17 Aralık sabahı,

Memlekette yer-gök yarıldı…

Toprağın içinden lavlar;

Gökyüzünden yıldırımlar yağdı üzerimize…

Bugün dördüncü gün…

Ortalık hala toz duman…

Sosyal medya patladı…

'Yandaş' denilen;

Gezi olayları sırasında 'Penguen belgeseli gösteren' kanallar bile; mecburen yazdılar, çizdiler, gösterdiler…

Gerçi kimisi Başbakan'ın sözlerini gördü,

Kimisi ayakkabı kutuları içindeki dolarları…

Hükümet yanlısı da olsa, hükümet karşıtı da olsa;

Memlekette olup bitenler kimselerin görmezden, duymazdan gelebileceği şeyler değildi…

***

Pekiiii,

Bizde ne oldu dersiniz; Eskişehir'de yani?

Yerel basınımız ne yaptı?

İlk gün SONHABER-SAKARYA-MİLLİ İRADE;

İkinci gün de bunlara YENİGÜN eklenerek, olup bitenleri yerel okuyucuya vermeye çalıştılar…

Gayret ettiler…

En azından 'Ülke gündemi' ile ilgili sayfalarında verdiler…

Hatta bu gazetelerde köşe yazıları bile çıktı…

Diğer gazetelerimiz,

Belki yerel olmaktan kaynaklanan bir içgüdüyle konuyu hiç gündemlerine almadılar…

Bunu bir ölçüye kadar 'olağan karşılamak' belki mümkün…

Hatta bu duruma;

'Her gazetenin kendi bileceği iştir, karışmak bize düşmez' demek en doğrusu…

Çünkü Eskişehir'deki yerel gazetelerin 7'sinin arasında 'birbirlerine her ne kadar rakip olurlarsa olsunlar' resmi olmayan, 'meslektaş' olmaktan kaynaklanan bir uzlaşma ve saygı kültürü vardır…

***

Ancak bir yerel gazete var ki;

Her haliyle bizi kendisine güldürüyor…

Her fırsatta hepimize gazetecilik dersi vermeye kalkıyor…

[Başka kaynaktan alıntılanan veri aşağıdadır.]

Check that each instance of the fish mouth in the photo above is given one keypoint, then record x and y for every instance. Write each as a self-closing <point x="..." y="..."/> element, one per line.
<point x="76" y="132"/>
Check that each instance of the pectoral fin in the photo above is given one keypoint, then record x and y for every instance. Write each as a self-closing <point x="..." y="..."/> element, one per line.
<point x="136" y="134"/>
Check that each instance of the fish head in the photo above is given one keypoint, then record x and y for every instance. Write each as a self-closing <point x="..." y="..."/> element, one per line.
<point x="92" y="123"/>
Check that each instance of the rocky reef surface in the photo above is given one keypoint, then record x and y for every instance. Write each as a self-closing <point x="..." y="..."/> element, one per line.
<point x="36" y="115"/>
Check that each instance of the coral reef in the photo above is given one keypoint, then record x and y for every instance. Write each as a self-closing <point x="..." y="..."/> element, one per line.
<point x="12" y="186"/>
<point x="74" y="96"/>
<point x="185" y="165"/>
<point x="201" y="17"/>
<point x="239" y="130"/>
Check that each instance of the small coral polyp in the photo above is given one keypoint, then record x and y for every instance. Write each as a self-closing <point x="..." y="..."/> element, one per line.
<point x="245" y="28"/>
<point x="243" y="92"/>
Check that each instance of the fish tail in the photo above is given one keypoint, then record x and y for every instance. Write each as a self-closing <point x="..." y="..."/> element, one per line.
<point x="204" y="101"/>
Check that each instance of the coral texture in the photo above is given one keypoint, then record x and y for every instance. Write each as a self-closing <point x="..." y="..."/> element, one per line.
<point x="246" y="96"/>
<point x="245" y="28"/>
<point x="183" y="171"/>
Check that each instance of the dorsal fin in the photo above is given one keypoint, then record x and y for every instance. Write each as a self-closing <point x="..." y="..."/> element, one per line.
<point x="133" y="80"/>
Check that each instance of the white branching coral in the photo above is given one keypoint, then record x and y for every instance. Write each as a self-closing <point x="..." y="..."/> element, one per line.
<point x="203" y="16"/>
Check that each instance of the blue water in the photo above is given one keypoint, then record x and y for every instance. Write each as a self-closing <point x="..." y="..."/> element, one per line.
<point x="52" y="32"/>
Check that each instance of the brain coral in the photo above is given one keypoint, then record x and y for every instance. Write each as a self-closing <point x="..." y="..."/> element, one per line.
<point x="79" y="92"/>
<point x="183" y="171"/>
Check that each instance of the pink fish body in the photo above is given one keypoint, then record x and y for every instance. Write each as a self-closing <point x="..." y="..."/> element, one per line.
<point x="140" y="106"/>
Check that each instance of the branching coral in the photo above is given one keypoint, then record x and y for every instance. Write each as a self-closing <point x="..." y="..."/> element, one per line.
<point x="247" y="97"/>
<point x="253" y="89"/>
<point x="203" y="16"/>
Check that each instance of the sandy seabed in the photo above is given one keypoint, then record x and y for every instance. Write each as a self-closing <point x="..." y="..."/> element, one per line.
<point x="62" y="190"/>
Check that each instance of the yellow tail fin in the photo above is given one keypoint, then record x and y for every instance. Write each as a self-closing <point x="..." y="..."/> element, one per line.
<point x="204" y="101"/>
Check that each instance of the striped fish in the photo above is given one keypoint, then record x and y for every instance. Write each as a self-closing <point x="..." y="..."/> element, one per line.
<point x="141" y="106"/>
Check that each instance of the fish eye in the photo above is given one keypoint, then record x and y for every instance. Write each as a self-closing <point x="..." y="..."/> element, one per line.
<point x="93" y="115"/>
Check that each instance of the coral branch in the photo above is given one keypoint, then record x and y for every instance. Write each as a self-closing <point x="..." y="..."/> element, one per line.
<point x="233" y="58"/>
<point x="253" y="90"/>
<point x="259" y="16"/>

Kendilerinin, nasıl Eskişehir'in en çok okunan gazetesi olduklarını 'niyeyse' sürekli okuyucularına anlatmaya çalışıp duruyor…

Bizim meslekte;

'Patrona Mektup' dediğimiz yöntemi kullanıyor ikide bir…

Gazetecilik onlarda,

Meziyet onlarda,

Etik-ahlak onlarda,

Tarafsızlık onlarda,

Objektiflik onlarda,

Kalite onlarda,

Doğruluk-dürüstlük onlarda…

***

Ancak, dünyanın 8'nci harikası olan bu gazete, her ne hikmetse;

Memleketi toza dumana bürüyen '17 Aralık Operasyonu' ile ilgili, hiçbir şey yazmadı, çizmedi…

Gözlerini yumdu, kulaklarını tıkadı, ağızlarını kapadı…

Onların iki derdi var;

Birincisi Büyükşehir Belediyesi ve Büyükşehir Belediye Başkanı;

İkincisi de;

Aday adaylarından birini CHP Odunpazarı adayı yapabilmek…

Ha unutmadan, üçüncüsü de;

Hepimizin el üstünde tutmak zorunda olduğumuz bir kurum olan Anadolu Üniversitesi…

İktidar partisi ve 17 Aralık Operasyonu hakkında;

Yazmadılar, çünkü yazamazlar…

Görmediler, çünkü göremezler…

Konuşmadılar, çünkü konuşamazlar…

Çünkü onlara verilen görevler belli, yukarıda sıralamaya çalıştım…

***

Evet,

Bu konuya değinmeyen birkaç gazete daha var…

Onları bu gazeteyle asla aynı kefeye koymam…

Çünkü bu gazete,

Bize o kadar çok, o kadar çok şey öğretmeye kalkıyor ki, ciltlettirip 'kutsal gazete' olarak saklayasım geliyor…

Tepemde gezdiresim geliyor…

Hiç olmazsa diğer gazetelerimizin 'üfürürken mangalda kül bırakmamak' gibi bir dertleri yok…

***

Hadi ya, ne olur…

Lütfen…

Üçer satır istiyorum '17 Aralık Operasyonu ve sonrası' hakkında…

Çok değil, üçer satır…

Cesaretiniz var mı?

Ayakkabı kutusu mu yoksa bu yazının başlığı mı?